Geriye dönüp baktığımda, Esil'in birçok açıdan şanslı olduğunu görüyorum.
Çünkü iblis diyarını istila etmek zorunda kalan boşluk sakinleri böyle arkadan yok ediliyordu.
[Keeeeeeek-! Savaş! Suho'nun şanlı ordusu!]
"..."
Antares önünde beliren muazzam manzaraya sessizce baktı.
Kaaaaaaaaaaaaaaaaaaah!
Önden coşkuyla tezahürat yapan Beru'yu görmezden gelseniz bile, Suho'nun gölge lejyonları gerçekten yenilmezdi.
Yollarını kesecek kimse yoktu.
[Bir Boşluk İblisi yenildi.]
[Bir Boşluk İblisi yenildi.]
[Bir Boşluk İblisi yenildi.]
[Bir Boşluk İblisi yenildi.]
... ... .
[Keeeeek!

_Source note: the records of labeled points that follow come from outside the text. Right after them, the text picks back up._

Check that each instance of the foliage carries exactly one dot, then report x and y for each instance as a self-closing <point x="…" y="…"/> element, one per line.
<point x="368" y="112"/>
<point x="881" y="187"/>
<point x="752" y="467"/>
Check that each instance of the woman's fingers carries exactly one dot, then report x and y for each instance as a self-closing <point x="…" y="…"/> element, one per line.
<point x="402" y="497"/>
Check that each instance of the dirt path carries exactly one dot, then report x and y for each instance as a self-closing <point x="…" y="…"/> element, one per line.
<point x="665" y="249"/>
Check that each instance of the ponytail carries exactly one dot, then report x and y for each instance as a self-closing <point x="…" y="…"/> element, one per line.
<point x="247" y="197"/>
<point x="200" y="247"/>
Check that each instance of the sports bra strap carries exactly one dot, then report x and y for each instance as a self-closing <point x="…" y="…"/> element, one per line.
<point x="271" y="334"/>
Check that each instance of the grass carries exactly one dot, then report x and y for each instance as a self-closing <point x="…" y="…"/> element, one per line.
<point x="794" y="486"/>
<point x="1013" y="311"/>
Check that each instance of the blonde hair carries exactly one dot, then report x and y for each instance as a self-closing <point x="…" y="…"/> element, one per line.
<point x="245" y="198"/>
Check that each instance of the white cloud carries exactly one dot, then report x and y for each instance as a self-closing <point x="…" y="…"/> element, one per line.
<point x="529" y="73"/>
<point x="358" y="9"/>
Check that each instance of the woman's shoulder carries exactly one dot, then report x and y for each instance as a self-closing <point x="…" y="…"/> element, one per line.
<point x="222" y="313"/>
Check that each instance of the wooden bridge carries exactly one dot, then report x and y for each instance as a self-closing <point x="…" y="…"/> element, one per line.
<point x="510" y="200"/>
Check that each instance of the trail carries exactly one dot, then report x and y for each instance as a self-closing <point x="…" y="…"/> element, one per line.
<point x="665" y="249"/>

Tamam! İtmeye devam edin! Yolumuza çıkan tüm aptal insanlara! Büyük yıkım getirin!]
Kahretsin.
Oh, bekle.
Bu tam olarak büyük bir yıkım değil.
"Babana karşı savaşırken de böyle demiştim... Vay be."
Antares'in alnı kırışırken biraz utandığını hissetti.
Ancak kısa süre sonra yüzündeki ifade gevşedi ve usulca iç çekti.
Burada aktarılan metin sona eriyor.